Mick Ronson and David Bowie

PAUL DETTMANN
3 min readDec 24, 2020

We stay in the 1970s for a look at the career of another Hull musician, Mick Ronson. He’s not widely remembered outside East Yorkshire or the crowd from Monsters of Rock, but in the summer of 2017, Hull’s year as City of Culture, a statue of Mick was installed in Hull’s East Park.

It was while he was painting white lines on the rugby pitches of that park, in 1970, that David Bowie caught up with him in the form of a man called John Cambridge.

John was putting together a new backing band for Bowie and he had Ronson in mind. Incredibly, he had to put great effort into persuading the disillusioned Ronson to put down his white line painting machine and come to London for an audition. Just two days later, Ronson the gardener appeared, on 5th February 1970, with David Bowie on John Peel’s BBC Radio 1 show. Yes. John Peel again.

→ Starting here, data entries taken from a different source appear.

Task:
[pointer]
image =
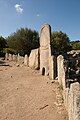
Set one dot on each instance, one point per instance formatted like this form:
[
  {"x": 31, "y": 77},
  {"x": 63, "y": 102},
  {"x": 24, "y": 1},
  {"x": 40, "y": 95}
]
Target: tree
[
  {"x": 23, "y": 41},
  {"x": 60, "y": 43}
]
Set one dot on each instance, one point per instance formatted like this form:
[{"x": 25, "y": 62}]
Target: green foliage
[
  {"x": 60, "y": 43},
  {"x": 23, "y": 41},
  {"x": 75, "y": 45}
]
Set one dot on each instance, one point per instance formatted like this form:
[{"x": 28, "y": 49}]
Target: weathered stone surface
[
  {"x": 20, "y": 59},
  {"x": 10, "y": 57},
  {"x": 15, "y": 58},
  {"x": 26, "y": 60},
  {"x": 74, "y": 102},
  {"x": 45, "y": 51},
  {"x": 51, "y": 67},
  {"x": 34, "y": 59},
  {"x": 6, "y": 56}
]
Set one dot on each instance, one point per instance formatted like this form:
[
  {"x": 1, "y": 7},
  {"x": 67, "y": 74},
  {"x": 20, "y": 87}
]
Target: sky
[{"x": 62, "y": 15}]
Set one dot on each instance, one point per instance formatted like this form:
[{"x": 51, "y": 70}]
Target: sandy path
[{"x": 26, "y": 95}]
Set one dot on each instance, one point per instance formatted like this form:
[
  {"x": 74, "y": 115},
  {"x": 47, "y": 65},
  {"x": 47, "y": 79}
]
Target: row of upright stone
[{"x": 56, "y": 68}]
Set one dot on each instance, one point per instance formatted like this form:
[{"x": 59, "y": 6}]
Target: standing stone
[
  {"x": 26, "y": 60},
  {"x": 51, "y": 67},
  {"x": 10, "y": 57},
  {"x": 45, "y": 50},
  {"x": 74, "y": 102},
  {"x": 34, "y": 59},
  {"x": 6, "y": 56},
  {"x": 15, "y": 58},
  {"x": 61, "y": 71}
]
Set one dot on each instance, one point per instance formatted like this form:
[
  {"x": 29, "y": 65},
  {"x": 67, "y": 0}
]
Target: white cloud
[{"x": 18, "y": 8}]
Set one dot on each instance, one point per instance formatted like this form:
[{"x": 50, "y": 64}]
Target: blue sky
[{"x": 62, "y": 15}]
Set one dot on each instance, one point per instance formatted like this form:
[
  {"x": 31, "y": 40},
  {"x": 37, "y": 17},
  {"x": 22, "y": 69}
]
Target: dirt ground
[{"x": 26, "y": 95}]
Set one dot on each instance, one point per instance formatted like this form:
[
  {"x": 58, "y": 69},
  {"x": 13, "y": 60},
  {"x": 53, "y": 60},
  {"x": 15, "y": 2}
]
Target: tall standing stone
[
  {"x": 45, "y": 50},
  {"x": 6, "y": 56},
  {"x": 61, "y": 71}
]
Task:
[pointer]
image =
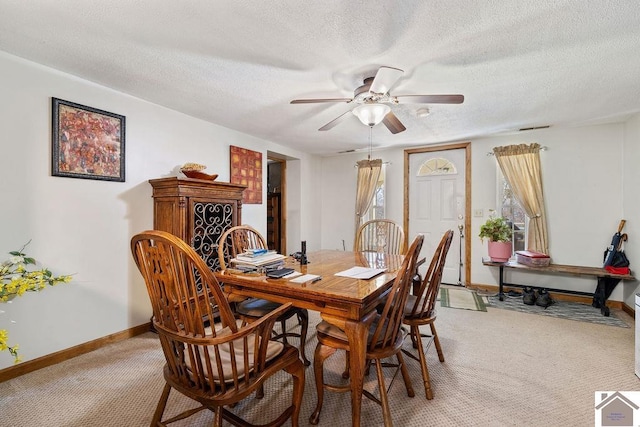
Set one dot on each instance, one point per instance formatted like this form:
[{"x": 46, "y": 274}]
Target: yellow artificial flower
[{"x": 15, "y": 280}]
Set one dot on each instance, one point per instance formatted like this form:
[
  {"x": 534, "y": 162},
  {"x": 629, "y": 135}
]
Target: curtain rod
[{"x": 543, "y": 148}]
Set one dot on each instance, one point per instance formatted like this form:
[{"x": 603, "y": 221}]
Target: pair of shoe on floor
[{"x": 540, "y": 298}]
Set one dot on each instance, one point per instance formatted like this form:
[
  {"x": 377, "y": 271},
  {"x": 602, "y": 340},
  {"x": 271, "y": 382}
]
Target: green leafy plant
[
  {"x": 496, "y": 229},
  {"x": 17, "y": 276}
]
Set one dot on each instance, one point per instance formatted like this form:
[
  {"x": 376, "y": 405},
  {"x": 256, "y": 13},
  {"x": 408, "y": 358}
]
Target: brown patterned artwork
[{"x": 246, "y": 169}]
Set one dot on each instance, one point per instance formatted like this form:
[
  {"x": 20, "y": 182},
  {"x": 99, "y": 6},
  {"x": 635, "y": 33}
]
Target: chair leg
[
  {"x": 384, "y": 399},
  {"x": 217, "y": 416},
  {"x": 303, "y": 319},
  {"x": 283, "y": 325},
  {"x": 405, "y": 375},
  {"x": 423, "y": 367},
  {"x": 297, "y": 371},
  {"x": 162, "y": 403},
  {"x": 321, "y": 354},
  {"x": 436, "y": 341}
]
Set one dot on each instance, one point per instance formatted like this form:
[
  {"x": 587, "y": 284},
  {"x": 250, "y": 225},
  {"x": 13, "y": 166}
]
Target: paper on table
[
  {"x": 361, "y": 272},
  {"x": 304, "y": 278},
  {"x": 292, "y": 275}
]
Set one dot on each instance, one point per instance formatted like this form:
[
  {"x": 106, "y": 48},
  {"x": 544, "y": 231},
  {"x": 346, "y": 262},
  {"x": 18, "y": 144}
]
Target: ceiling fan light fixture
[
  {"x": 422, "y": 112},
  {"x": 371, "y": 114}
]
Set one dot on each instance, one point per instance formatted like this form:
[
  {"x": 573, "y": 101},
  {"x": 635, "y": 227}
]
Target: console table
[{"x": 575, "y": 270}]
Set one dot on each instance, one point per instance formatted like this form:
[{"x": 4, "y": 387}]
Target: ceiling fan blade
[
  {"x": 392, "y": 123},
  {"x": 313, "y": 101},
  {"x": 335, "y": 121},
  {"x": 385, "y": 78},
  {"x": 431, "y": 99}
]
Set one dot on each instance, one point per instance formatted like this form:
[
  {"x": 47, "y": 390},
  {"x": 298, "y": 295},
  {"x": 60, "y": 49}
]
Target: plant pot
[{"x": 499, "y": 251}]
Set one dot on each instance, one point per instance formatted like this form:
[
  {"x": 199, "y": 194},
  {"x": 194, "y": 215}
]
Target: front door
[{"x": 437, "y": 201}]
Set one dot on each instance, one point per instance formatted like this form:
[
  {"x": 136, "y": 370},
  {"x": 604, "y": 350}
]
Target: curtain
[
  {"x": 368, "y": 175},
  {"x": 520, "y": 165}
]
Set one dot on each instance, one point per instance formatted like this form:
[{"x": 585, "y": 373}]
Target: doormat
[
  {"x": 462, "y": 299},
  {"x": 561, "y": 309}
]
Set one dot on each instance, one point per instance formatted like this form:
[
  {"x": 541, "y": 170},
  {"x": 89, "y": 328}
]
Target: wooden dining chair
[
  {"x": 421, "y": 310},
  {"x": 215, "y": 364},
  {"x": 237, "y": 240},
  {"x": 380, "y": 235},
  {"x": 384, "y": 340}
]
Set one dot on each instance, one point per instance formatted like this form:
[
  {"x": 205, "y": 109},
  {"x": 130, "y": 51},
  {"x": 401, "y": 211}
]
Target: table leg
[
  {"x": 356, "y": 331},
  {"x": 357, "y": 335},
  {"x": 501, "y": 284}
]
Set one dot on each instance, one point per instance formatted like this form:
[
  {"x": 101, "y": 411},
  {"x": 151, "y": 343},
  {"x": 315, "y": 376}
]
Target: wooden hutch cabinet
[{"x": 197, "y": 211}]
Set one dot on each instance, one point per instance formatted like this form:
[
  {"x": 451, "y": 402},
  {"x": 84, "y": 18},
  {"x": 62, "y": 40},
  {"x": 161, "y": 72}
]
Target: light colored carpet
[
  {"x": 561, "y": 309},
  {"x": 502, "y": 368},
  {"x": 464, "y": 299}
]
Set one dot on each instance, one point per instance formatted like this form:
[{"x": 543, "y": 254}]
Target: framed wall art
[
  {"x": 246, "y": 169},
  {"x": 87, "y": 142}
]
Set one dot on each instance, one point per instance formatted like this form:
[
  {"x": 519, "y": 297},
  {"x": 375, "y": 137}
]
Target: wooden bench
[{"x": 574, "y": 270}]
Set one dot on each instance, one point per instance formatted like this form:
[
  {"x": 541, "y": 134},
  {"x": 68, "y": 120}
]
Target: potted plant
[{"x": 499, "y": 233}]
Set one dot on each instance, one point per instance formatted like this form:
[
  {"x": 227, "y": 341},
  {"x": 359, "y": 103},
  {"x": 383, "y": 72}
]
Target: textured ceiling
[{"x": 519, "y": 64}]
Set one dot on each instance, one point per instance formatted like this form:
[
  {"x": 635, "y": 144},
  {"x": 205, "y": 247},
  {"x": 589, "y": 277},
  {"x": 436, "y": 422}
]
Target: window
[
  {"x": 376, "y": 210},
  {"x": 511, "y": 210}
]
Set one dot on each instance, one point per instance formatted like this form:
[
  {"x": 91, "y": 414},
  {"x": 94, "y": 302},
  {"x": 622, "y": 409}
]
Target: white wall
[
  {"x": 631, "y": 202},
  {"x": 84, "y": 226},
  {"x": 582, "y": 179}
]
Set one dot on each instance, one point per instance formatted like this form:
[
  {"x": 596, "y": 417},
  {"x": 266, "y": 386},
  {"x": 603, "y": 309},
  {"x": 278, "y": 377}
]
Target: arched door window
[{"x": 437, "y": 166}]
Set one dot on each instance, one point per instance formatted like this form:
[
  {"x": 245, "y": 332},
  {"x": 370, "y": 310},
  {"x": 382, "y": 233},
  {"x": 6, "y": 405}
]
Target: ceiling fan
[{"x": 373, "y": 99}]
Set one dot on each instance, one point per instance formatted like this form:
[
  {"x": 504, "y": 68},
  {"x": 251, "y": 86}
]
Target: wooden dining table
[{"x": 347, "y": 303}]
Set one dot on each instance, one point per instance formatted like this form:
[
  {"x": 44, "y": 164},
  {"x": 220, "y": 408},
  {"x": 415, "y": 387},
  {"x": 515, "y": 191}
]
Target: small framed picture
[{"x": 86, "y": 142}]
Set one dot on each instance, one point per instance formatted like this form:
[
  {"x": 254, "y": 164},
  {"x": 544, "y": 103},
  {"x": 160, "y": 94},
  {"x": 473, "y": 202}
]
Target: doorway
[
  {"x": 276, "y": 206},
  {"x": 438, "y": 198}
]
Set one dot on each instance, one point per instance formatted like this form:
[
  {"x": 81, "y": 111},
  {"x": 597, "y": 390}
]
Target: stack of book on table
[{"x": 262, "y": 258}]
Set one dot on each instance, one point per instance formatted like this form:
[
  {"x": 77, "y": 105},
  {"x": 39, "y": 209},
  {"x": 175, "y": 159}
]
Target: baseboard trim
[{"x": 68, "y": 353}]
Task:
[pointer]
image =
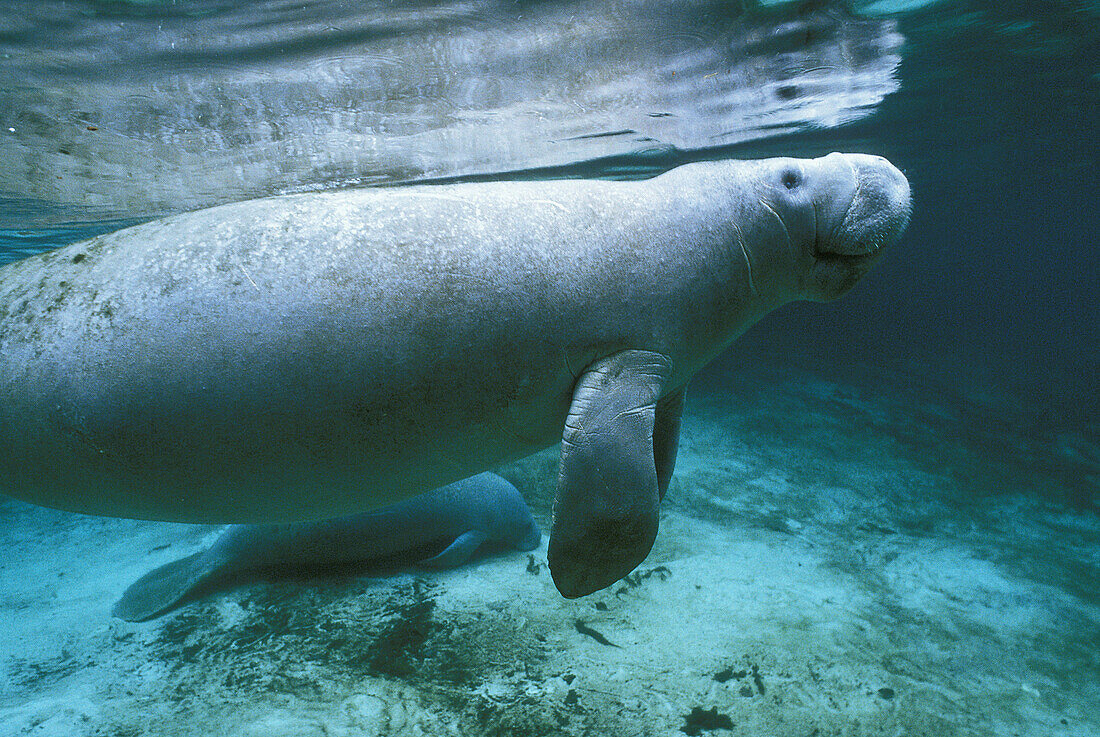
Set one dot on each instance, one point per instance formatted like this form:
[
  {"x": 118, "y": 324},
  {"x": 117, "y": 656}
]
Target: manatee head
[{"x": 839, "y": 212}]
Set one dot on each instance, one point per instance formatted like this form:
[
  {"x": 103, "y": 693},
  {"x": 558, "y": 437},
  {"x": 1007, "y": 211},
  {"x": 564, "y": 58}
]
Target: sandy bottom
[{"x": 838, "y": 557}]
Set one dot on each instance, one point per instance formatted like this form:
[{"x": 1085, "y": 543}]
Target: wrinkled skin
[{"x": 276, "y": 360}]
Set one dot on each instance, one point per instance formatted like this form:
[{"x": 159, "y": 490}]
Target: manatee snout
[
  {"x": 862, "y": 207},
  {"x": 875, "y": 213}
]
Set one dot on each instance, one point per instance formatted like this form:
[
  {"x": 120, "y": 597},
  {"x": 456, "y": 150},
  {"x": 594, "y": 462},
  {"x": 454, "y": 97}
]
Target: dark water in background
[{"x": 116, "y": 112}]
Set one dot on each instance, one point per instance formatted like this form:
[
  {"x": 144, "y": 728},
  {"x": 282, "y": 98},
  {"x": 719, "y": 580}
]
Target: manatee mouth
[
  {"x": 876, "y": 217},
  {"x": 870, "y": 211}
]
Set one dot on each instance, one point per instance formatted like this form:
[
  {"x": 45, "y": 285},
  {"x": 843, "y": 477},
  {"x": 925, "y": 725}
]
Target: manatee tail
[{"x": 161, "y": 590}]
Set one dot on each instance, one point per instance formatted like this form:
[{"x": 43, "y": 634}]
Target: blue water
[{"x": 932, "y": 440}]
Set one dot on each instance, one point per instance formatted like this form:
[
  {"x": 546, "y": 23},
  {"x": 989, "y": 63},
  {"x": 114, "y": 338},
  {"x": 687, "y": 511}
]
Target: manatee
[
  {"x": 315, "y": 355},
  {"x": 442, "y": 528}
]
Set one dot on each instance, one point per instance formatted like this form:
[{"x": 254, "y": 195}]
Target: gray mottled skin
[
  {"x": 451, "y": 523},
  {"x": 279, "y": 360}
]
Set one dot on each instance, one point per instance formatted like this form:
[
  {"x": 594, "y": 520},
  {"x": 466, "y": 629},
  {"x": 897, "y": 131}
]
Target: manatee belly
[{"x": 264, "y": 371}]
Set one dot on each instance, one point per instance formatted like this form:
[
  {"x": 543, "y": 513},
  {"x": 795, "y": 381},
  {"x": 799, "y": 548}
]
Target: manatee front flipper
[
  {"x": 458, "y": 552},
  {"x": 605, "y": 515},
  {"x": 667, "y": 438}
]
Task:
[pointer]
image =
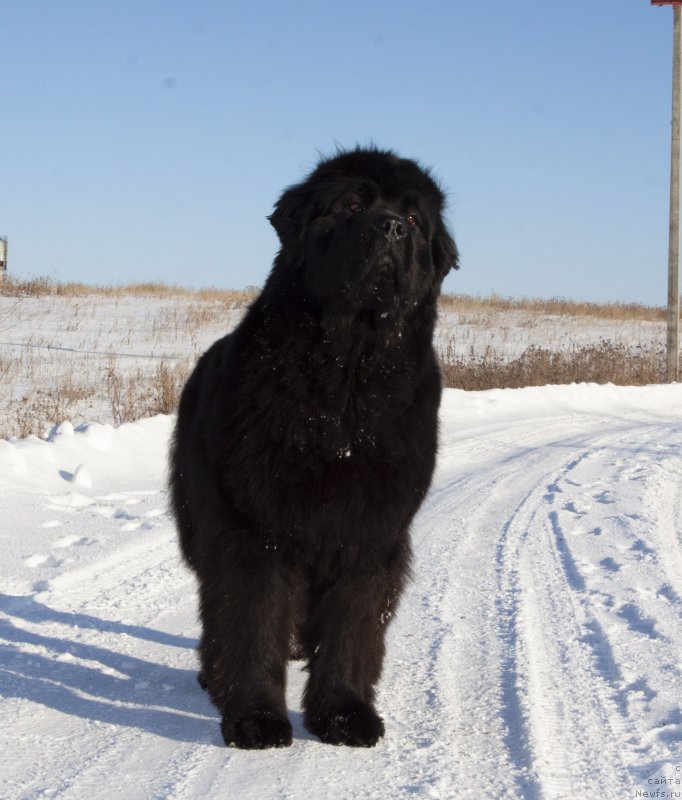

Remember our earlier warning: the success of any band is not preordained. If anything, the only pre-ordained outcome is abject failure.

This helps to explain Ronson’s reluctance to re-engage with the music business. Another explanation is that in 1970, the only person who had heard of David Bowie was David Bowie and his mum. This is partly because his 1960s stage name, Davy Jones, was eclipsed by a Monkee of the same name, and Davy Jones became David Bowie just in time for history to take note of his first album, the eponymous David Bowie.

And so we learn that Bowie was itself a construct, a stage name, a brand, and this makes it far less…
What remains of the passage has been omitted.